Devant ce public gagné d'avance, Gregory Porter a su faire la démonstration de son talent: superbe timbre, puissance à revendre, phrasé personnel, ornements de scat, ce magnétisme des gentils géants et, bien sûr, cette capine proverbiale qu'il porterait dans les pires chaleurs sahariennes - au départ utilisée pour le protéger au terme d'une chirurgie, la capine serait devenue pour lui une marque de commerce.

Quelques chansons suffisent pour réaliser le talent et l'autorité de Gregory Porter, assisté d'un quartette compétent avec lequel il fait corps dans ses envolées jazzy soul, bluesy et gospelisantes.

Alors... on s'explique mal que le lauréat du prix Ella-Fitzgerald 2016, diffusé hier en direct sur la chaîne Mezzo, ne soit pas encore adopté par une part importante des jazzophiles québécois.

Il était précédé par un duo guitare-voix, sorte d'urban folk que préconise la chanteuse Jaime Wood. Voix claire et juste, belle projection, peu de vibrato, projection moyenne, tessiture de soprano, inflexions typiques de la voix afro-américaine. Joli, de bon goût, élégant et... rien de transcendant, pour l'instant du moins.

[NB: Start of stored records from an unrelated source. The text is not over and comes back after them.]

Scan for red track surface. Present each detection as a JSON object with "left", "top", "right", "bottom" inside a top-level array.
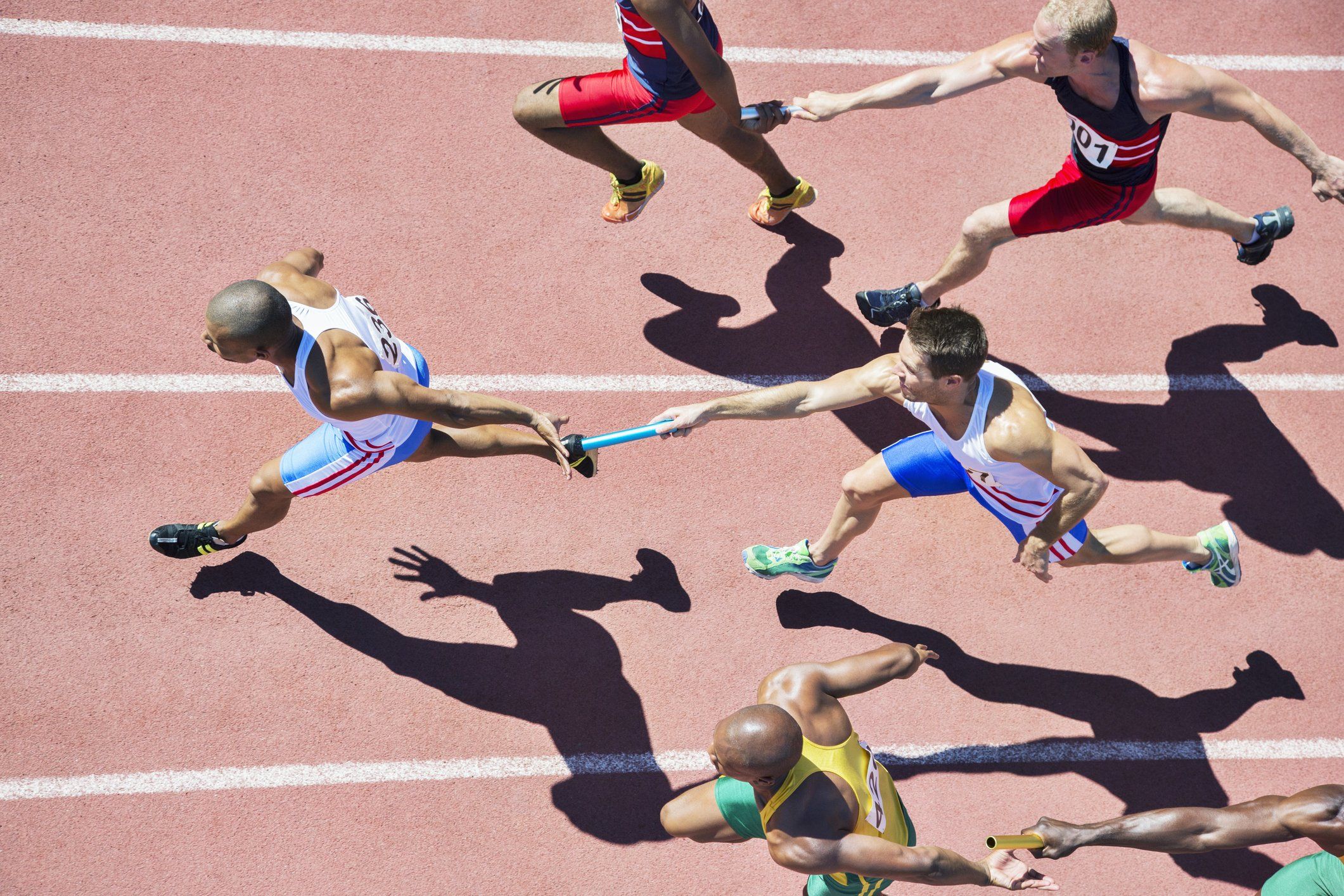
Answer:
[{"left": 0, "top": 1, "right": 1344, "bottom": 896}]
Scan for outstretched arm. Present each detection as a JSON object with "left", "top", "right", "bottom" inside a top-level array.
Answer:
[
  {"left": 766, "top": 830, "right": 1059, "bottom": 889},
  {"left": 651, "top": 355, "right": 900, "bottom": 435},
  {"left": 1141, "top": 54, "right": 1344, "bottom": 202},
  {"left": 793, "top": 34, "right": 1036, "bottom": 121},
  {"left": 1023, "top": 784, "right": 1344, "bottom": 859}
]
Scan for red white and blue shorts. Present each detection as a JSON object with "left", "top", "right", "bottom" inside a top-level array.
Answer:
[
  {"left": 1008, "top": 153, "right": 1157, "bottom": 236},
  {"left": 559, "top": 63, "right": 714, "bottom": 127},
  {"left": 279, "top": 345, "right": 432, "bottom": 498},
  {"left": 881, "top": 430, "right": 1087, "bottom": 563}
]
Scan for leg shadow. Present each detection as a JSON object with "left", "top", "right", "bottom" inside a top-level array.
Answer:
[
  {"left": 191, "top": 548, "right": 691, "bottom": 843},
  {"left": 776, "top": 590, "right": 1305, "bottom": 889}
]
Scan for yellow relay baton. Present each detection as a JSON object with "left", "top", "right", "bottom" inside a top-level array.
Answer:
[{"left": 985, "top": 834, "right": 1046, "bottom": 849}]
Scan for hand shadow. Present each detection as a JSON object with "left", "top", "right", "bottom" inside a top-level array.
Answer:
[
  {"left": 191, "top": 547, "right": 691, "bottom": 843},
  {"left": 1004, "top": 285, "right": 1344, "bottom": 558},
  {"left": 640, "top": 215, "right": 921, "bottom": 451},
  {"left": 776, "top": 590, "right": 1305, "bottom": 889}
]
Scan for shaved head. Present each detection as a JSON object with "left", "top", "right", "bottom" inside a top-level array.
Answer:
[
  {"left": 714, "top": 703, "right": 802, "bottom": 778},
  {"left": 206, "top": 279, "right": 291, "bottom": 348}
]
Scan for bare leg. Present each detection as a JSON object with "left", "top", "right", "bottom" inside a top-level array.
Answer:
[
  {"left": 406, "top": 426, "right": 555, "bottom": 463},
  {"left": 513, "top": 78, "right": 641, "bottom": 180},
  {"left": 658, "top": 781, "right": 745, "bottom": 843},
  {"left": 1059, "top": 525, "right": 1210, "bottom": 567},
  {"left": 1125, "top": 187, "right": 1255, "bottom": 243},
  {"left": 809, "top": 454, "right": 910, "bottom": 565},
  {"left": 215, "top": 457, "right": 294, "bottom": 542},
  {"left": 677, "top": 106, "right": 798, "bottom": 196},
  {"left": 915, "top": 199, "right": 1018, "bottom": 305}
]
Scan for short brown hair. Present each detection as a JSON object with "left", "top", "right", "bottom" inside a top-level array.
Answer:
[
  {"left": 906, "top": 305, "right": 989, "bottom": 380},
  {"left": 1042, "top": 0, "right": 1115, "bottom": 56}
]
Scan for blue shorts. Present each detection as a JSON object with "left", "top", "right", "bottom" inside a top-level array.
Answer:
[
  {"left": 279, "top": 345, "right": 432, "bottom": 498},
  {"left": 881, "top": 430, "right": 1087, "bottom": 563}
]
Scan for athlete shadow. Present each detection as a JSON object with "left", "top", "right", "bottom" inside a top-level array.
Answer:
[
  {"left": 191, "top": 547, "right": 691, "bottom": 843},
  {"left": 1008, "top": 285, "right": 1344, "bottom": 558},
  {"left": 776, "top": 590, "right": 1305, "bottom": 889},
  {"left": 640, "top": 215, "right": 919, "bottom": 451}
]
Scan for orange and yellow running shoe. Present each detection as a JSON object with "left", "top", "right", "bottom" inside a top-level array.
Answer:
[
  {"left": 602, "top": 158, "right": 665, "bottom": 224},
  {"left": 747, "top": 177, "right": 817, "bottom": 227}
]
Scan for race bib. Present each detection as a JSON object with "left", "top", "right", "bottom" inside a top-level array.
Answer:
[
  {"left": 1068, "top": 115, "right": 1115, "bottom": 168},
  {"left": 859, "top": 740, "right": 887, "bottom": 834}
]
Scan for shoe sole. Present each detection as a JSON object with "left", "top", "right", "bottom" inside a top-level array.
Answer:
[{"left": 602, "top": 176, "right": 668, "bottom": 224}]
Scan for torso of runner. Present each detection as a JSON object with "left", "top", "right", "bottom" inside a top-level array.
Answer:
[
  {"left": 760, "top": 732, "right": 915, "bottom": 896},
  {"left": 615, "top": 0, "right": 723, "bottom": 99},
  {"left": 277, "top": 291, "right": 419, "bottom": 449},
  {"left": 1046, "top": 37, "right": 1170, "bottom": 187}
]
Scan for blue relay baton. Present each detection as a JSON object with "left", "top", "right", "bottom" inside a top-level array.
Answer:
[{"left": 579, "top": 421, "right": 676, "bottom": 451}]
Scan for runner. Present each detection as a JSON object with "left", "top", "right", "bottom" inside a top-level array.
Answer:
[
  {"left": 149, "top": 248, "right": 597, "bottom": 559},
  {"left": 653, "top": 307, "right": 1242, "bottom": 587},
  {"left": 1021, "top": 784, "right": 1344, "bottom": 896},
  {"left": 513, "top": 0, "right": 817, "bottom": 227},
  {"left": 663, "top": 643, "right": 1059, "bottom": 896},
  {"left": 793, "top": 0, "right": 1344, "bottom": 326}
]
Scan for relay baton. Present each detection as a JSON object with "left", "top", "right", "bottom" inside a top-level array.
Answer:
[
  {"left": 985, "top": 834, "right": 1046, "bottom": 849},
  {"left": 579, "top": 421, "right": 676, "bottom": 451},
  {"left": 742, "top": 106, "right": 802, "bottom": 121}
]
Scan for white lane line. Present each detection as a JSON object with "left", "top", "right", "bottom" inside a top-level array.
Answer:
[
  {"left": 10, "top": 738, "right": 1344, "bottom": 799},
  {"left": 8, "top": 19, "right": 1344, "bottom": 71},
  {"left": 0, "top": 373, "right": 1344, "bottom": 394}
]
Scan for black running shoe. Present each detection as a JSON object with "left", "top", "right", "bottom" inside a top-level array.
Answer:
[
  {"left": 854, "top": 283, "right": 938, "bottom": 326},
  {"left": 560, "top": 434, "right": 597, "bottom": 480},
  {"left": 1232, "top": 205, "right": 1293, "bottom": 265},
  {"left": 149, "top": 520, "right": 247, "bottom": 560}
]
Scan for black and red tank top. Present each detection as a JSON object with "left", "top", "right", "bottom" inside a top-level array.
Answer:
[{"left": 1046, "top": 37, "right": 1170, "bottom": 187}]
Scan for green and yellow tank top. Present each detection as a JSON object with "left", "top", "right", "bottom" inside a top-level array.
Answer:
[{"left": 760, "top": 732, "right": 915, "bottom": 893}]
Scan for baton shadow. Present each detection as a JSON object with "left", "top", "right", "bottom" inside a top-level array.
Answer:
[
  {"left": 776, "top": 590, "right": 1305, "bottom": 889},
  {"left": 1004, "top": 283, "right": 1344, "bottom": 559},
  {"left": 191, "top": 547, "right": 691, "bottom": 843},
  {"left": 640, "top": 215, "right": 921, "bottom": 452}
]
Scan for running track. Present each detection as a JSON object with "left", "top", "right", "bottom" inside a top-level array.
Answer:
[{"left": 0, "top": 1, "right": 1344, "bottom": 895}]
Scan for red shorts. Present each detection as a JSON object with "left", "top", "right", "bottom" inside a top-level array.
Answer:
[
  {"left": 1008, "top": 155, "right": 1157, "bottom": 236},
  {"left": 559, "top": 65, "right": 714, "bottom": 127}
]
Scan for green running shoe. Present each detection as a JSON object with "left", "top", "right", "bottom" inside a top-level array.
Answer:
[
  {"left": 1181, "top": 520, "right": 1242, "bottom": 589},
  {"left": 742, "top": 539, "right": 837, "bottom": 582}
]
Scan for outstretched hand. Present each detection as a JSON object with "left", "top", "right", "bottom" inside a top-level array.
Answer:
[
  {"left": 984, "top": 850, "right": 1059, "bottom": 889},
  {"left": 1312, "top": 156, "right": 1344, "bottom": 203}
]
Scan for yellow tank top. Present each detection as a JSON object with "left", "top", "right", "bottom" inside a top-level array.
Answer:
[{"left": 760, "top": 732, "right": 914, "bottom": 892}]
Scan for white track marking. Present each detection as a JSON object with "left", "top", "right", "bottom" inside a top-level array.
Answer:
[
  {"left": 10, "top": 738, "right": 1344, "bottom": 800},
  {"left": 0, "top": 373, "right": 1344, "bottom": 394},
  {"left": 8, "top": 19, "right": 1344, "bottom": 71}
]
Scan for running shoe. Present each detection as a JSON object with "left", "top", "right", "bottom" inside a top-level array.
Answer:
[
  {"left": 149, "top": 520, "right": 247, "bottom": 560},
  {"left": 602, "top": 158, "right": 667, "bottom": 224},
  {"left": 742, "top": 539, "right": 839, "bottom": 582},
  {"left": 1232, "top": 205, "right": 1293, "bottom": 265},
  {"left": 560, "top": 434, "right": 598, "bottom": 480},
  {"left": 1180, "top": 520, "right": 1242, "bottom": 589},
  {"left": 747, "top": 177, "right": 817, "bottom": 227},
  {"left": 854, "top": 283, "right": 942, "bottom": 326}
]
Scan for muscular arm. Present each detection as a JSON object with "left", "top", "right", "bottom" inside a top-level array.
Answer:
[
  {"left": 1023, "top": 784, "right": 1344, "bottom": 859},
  {"left": 798, "top": 34, "right": 1036, "bottom": 121},
  {"left": 632, "top": 0, "right": 742, "bottom": 120},
  {"left": 1140, "top": 48, "right": 1344, "bottom": 202}
]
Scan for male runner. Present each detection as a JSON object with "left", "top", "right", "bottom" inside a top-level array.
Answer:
[
  {"left": 1021, "top": 784, "right": 1344, "bottom": 896},
  {"left": 513, "top": 0, "right": 817, "bottom": 227},
  {"left": 793, "top": 0, "right": 1344, "bottom": 326},
  {"left": 663, "top": 643, "right": 1059, "bottom": 896},
  {"left": 149, "top": 248, "right": 597, "bottom": 559},
  {"left": 653, "top": 307, "right": 1242, "bottom": 587}
]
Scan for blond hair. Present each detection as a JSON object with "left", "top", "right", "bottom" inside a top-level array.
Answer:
[{"left": 1040, "top": 0, "right": 1115, "bottom": 56}]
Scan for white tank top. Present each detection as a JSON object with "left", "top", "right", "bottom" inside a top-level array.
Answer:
[
  {"left": 276, "top": 291, "right": 419, "bottom": 450},
  {"left": 906, "top": 361, "right": 1063, "bottom": 532}
]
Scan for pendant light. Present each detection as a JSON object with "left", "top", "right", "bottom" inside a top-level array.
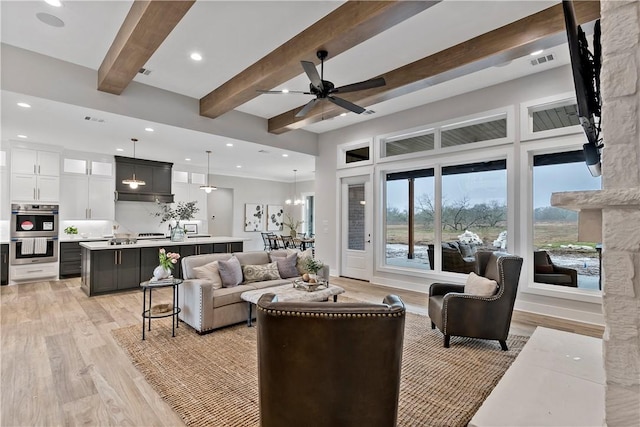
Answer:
[
  {"left": 284, "top": 169, "right": 304, "bottom": 206},
  {"left": 122, "top": 138, "right": 147, "bottom": 190},
  {"left": 200, "top": 150, "right": 218, "bottom": 194}
]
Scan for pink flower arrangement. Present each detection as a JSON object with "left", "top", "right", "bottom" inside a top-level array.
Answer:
[{"left": 158, "top": 248, "right": 180, "bottom": 270}]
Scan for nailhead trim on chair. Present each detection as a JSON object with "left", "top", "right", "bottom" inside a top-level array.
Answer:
[
  {"left": 442, "top": 256, "right": 519, "bottom": 335},
  {"left": 257, "top": 306, "right": 404, "bottom": 318}
]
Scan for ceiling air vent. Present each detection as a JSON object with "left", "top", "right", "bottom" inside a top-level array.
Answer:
[{"left": 531, "top": 53, "right": 556, "bottom": 66}]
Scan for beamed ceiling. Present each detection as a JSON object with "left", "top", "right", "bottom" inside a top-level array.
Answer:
[
  {"left": 98, "top": 0, "right": 600, "bottom": 134},
  {"left": 0, "top": 0, "right": 600, "bottom": 180}
]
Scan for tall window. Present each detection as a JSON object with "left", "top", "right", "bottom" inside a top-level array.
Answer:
[
  {"left": 533, "top": 150, "right": 601, "bottom": 291},
  {"left": 385, "top": 169, "right": 434, "bottom": 270},
  {"left": 441, "top": 160, "right": 507, "bottom": 273}
]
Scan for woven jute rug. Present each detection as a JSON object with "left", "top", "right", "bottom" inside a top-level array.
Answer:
[{"left": 113, "top": 298, "right": 527, "bottom": 427}]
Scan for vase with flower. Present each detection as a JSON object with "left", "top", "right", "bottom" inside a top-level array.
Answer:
[
  {"left": 153, "top": 248, "right": 180, "bottom": 280},
  {"left": 153, "top": 201, "right": 200, "bottom": 242}
]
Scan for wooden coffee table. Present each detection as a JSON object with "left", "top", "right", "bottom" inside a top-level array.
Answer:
[{"left": 240, "top": 283, "right": 344, "bottom": 326}]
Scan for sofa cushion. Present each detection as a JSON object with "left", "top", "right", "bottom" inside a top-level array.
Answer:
[
  {"left": 464, "top": 273, "right": 498, "bottom": 297},
  {"left": 233, "top": 251, "right": 270, "bottom": 265},
  {"left": 193, "top": 261, "right": 222, "bottom": 289},
  {"left": 213, "top": 285, "right": 255, "bottom": 308},
  {"left": 271, "top": 253, "right": 300, "bottom": 279},
  {"left": 218, "top": 256, "right": 242, "bottom": 288},
  {"left": 242, "top": 262, "right": 280, "bottom": 284},
  {"left": 536, "top": 264, "right": 553, "bottom": 274},
  {"left": 182, "top": 254, "right": 231, "bottom": 279},
  {"left": 247, "top": 279, "right": 292, "bottom": 289}
]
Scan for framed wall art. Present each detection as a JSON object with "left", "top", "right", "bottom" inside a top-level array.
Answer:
[{"left": 244, "top": 203, "right": 264, "bottom": 231}]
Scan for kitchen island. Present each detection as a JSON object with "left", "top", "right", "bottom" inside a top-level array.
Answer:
[{"left": 80, "top": 237, "right": 250, "bottom": 296}]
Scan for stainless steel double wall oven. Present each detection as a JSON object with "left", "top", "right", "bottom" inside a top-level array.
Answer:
[{"left": 9, "top": 204, "right": 58, "bottom": 265}]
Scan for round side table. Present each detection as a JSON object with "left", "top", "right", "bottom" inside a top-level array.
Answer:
[{"left": 140, "top": 279, "right": 182, "bottom": 340}]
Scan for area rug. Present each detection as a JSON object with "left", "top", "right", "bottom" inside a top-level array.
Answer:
[{"left": 113, "top": 298, "right": 527, "bottom": 427}]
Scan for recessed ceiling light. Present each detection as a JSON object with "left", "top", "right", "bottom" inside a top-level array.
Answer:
[{"left": 36, "top": 12, "right": 64, "bottom": 28}]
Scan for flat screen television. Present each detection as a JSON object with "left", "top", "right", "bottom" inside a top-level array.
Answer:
[{"left": 562, "top": 0, "right": 603, "bottom": 176}]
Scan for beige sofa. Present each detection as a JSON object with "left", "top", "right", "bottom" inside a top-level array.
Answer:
[{"left": 178, "top": 250, "right": 329, "bottom": 334}]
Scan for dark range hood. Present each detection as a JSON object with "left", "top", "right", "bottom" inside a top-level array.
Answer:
[{"left": 114, "top": 156, "right": 173, "bottom": 203}]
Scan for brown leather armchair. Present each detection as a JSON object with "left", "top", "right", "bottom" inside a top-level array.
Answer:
[
  {"left": 257, "top": 294, "right": 405, "bottom": 427},
  {"left": 429, "top": 252, "right": 522, "bottom": 351},
  {"left": 533, "top": 251, "right": 578, "bottom": 288}
]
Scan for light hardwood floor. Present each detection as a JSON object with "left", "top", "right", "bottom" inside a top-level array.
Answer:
[{"left": 0, "top": 278, "right": 602, "bottom": 426}]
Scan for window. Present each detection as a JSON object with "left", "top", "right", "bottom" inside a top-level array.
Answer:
[
  {"left": 533, "top": 150, "right": 601, "bottom": 291},
  {"left": 385, "top": 169, "right": 435, "bottom": 270},
  {"left": 345, "top": 147, "right": 369, "bottom": 163},
  {"left": 441, "top": 160, "right": 507, "bottom": 273},
  {"left": 383, "top": 130, "right": 435, "bottom": 157},
  {"left": 441, "top": 114, "right": 507, "bottom": 148}
]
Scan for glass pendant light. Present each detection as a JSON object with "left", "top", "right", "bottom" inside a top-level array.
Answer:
[
  {"left": 284, "top": 169, "right": 304, "bottom": 206},
  {"left": 122, "top": 138, "right": 147, "bottom": 190},
  {"left": 200, "top": 150, "right": 218, "bottom": 194}
]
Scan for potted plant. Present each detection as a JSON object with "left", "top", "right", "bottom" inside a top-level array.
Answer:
[
  {"left": 153, "top": 248, "right": 180, "bottom": 281},
  {"left": 304, "top": 257, "right": 324, "bottom": 279},
  {"left": 282, "top": 214, "right": 304, "bottom": 239},
  {"left": 153, "top": 201, "right": 200, "bottom": 242},
  {"left": 64, "top": 225, "right": 78, "bottom": 238}
]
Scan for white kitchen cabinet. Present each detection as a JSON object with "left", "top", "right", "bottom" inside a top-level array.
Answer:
[
  {"left": 60, "top": 174, "right": 115, "bottom": 220},
  {"left": 11, "top": 148, "right": 60, "bottom": 176},
  {"left": 11, "top": 173, "right": 60, "bottom": 202},
  {"left": 11, "top": 148, "right": 60, "bottom": 203}
]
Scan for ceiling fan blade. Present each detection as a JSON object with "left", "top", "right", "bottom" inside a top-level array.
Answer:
[
  {"left": 296, "top": 98, "right": 318, "bottom": 117},
  {"left": 330, "top": 96, "right": 367, "bottom": 114},
  {"left": 300, "top": 61, "right": 324, "bottom": 91},
  {"left": 256, "top": 89, "right": 313, "bottom": 95},
  {"left": 329, "top": 77, "right": 387, "bottom": 93}
]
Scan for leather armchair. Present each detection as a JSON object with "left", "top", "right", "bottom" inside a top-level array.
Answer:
[
  {"left": 533, "top": 251, "right": 578, "bottom": 288},
  {"left": 257, "top": 294, "right": 405, "bottom": 427},
  {"left": 429, "top": 252, "right": 522, "bottom": 351}
]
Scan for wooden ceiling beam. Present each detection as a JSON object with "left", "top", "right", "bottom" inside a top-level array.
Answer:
[
  {"left": 98, "top": 0, "right": 195, "bottom": 95},
  {"left": 269, "top": 1, "right": 600, "bottom": 134},
  {"left": 200, "top": 0, "right": 440, "bottom": 118}
]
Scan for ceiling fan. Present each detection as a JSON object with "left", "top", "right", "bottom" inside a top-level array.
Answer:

Pilc, Hoenig, Moutin et cie... le diable est à l'Upstairs!

Assurément l'un des pianistes les plus accomplis du jazz français, transplanté en Amérique depuis le milieu des années 90, Jean-Michel Pilc vit désormais à Montréal depuis qu'il a décroché un poste d'enseignant à l'Université McGill.

Excellente perspective pour le jazz local, car Pilc peut régulièrement inviter chez nous ses amis new-yorkais ou parisiens et, souhaitons-le, devenir l'entremetteur de plusieurs rencontres artistiques entre le jazz d'ici et d'ailleurs. Ainsi, nous avions hier le luxe de voir le jazzman s'éclater sur différents standards (de Giant Steps à La vie en rose en passant par Bye Bye Blackbird) dans l'intimité de l'Upstairs, et ce avec d'éminents compagnons: le maître batteur Ari Hoenig, les saxophonistes Joel Frahm et Jacques Schwartz-Bart, sans compter le grand contrebassiste François Moutin, sideman de longue date de Jean-Michel Pilc.

Et voilà devant nous un superbe amalgame franco-américano-guadeloupéen, réuni sous la bannière Total Madness! Thématique bien choisie car Pilc n'est pas du genre elliptique sur les ivoires... Vraiment pas inhibé! Ses fans savent qu'il adore farcir les oreilles de judicieuses infos musicales, et c'est ce qu'il a fait encore hier avec ses potes endiablés. Et c'est ce qu'il fera de nouveau ce soir, cette fois en trio avec cette section rythmique idéale constituée de François Moutin et d'Ari Hoenig.